Until long-term funding for the development and maintenance of a binational trauma registry is secured, the NTRC will continue to engage the commitment of existing registries in Australasia by collecting aggregate data for annual reports. The NTRC will also continue to work toward securing formal approval from the relevant legislative bodies and support from all the registries for access to primary-level data. A working party with representatives from all the registries has also been established to address the logistical issues related to including, defining and collecting data to form the basis of the binational trauma registry. Furthermore, the NTRC will encourage researchers from existing entities throughout Australasia to undertake collaborative research focusing on the management of injured patients that informs policy and practice, and is capable of improving outcomes for injured people in Australasia.
The first study proposal for research collaboration has already been accepted by the NTRC, and aims to estimate the age-specific and injury-specific probability of survival to discharge for patients recorded by the existing registries throughout Australasia. In the absence of a binational primary-level dataset, the researchers will apply for ethical approval to conduct the research and collect data separately from each registry. This study will provide invaluable insight into the data collection processes of the participating registries, as well as the methodological issues related to collecting data from multiple registries.
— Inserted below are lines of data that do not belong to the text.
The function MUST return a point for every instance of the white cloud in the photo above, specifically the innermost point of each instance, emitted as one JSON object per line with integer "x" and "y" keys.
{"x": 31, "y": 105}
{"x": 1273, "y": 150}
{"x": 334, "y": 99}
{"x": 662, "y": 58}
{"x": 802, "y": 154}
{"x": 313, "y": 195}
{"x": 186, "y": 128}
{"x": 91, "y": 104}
Existing trauma registries have functioned effectively throughout Australasia to monitor the performance of injury management in their relevant jurisdictions. However, this process is ad hoc and not systematic. The NTRC (Australia and New Zealand) was established to link all existing trauma registries and to seek commitment toward the development of a binational trauma registry, to allow Australasia-wide benchmarking of injury management. If the vision of improved outcomes for trauma patients in Australasia is to be realised, and the current deficits in performance benchmarking addressed, long-term funding for the development and maintenance of a binational trauma registry is urgently required.
Summary of injury characteristics (Injury Severity Score > 15) obtained from Australasian trauma registries in 2003
5837 injured patients with an Injury Severity Score greater than 15 were identified.
The injuries resulted in a mortality rate of 15% before hospital discharge.
Males comprised 72% of the cohort.
Survival rates to hospital discharge for females and males were about equal (82% and 85%, respectively).
More people aged between 15 and 24 years (1303) were injured in 2003 than those in any other age group.
The highest death rate was recorded in those aged over 85 years (41%).
Road traffic crashes accounted for 54% of all major injuries for which a specific external cause of injury was recorded.
Within the “Road traffic crash” subcategory, pedestrians were most likely to die after admission for the treatment of their injuries (21% of injured pedestrians did not survive to hospital discharge).
The average length of hospital stay after admission for the treatment of an injury was 16 days.
49% of patients required admission to an intensive care unit for treatment of their injuries.
Patterns and distributions of injury in terms of injury characteristics, patient management, and outcomes were largely similar from 2002 to 2003.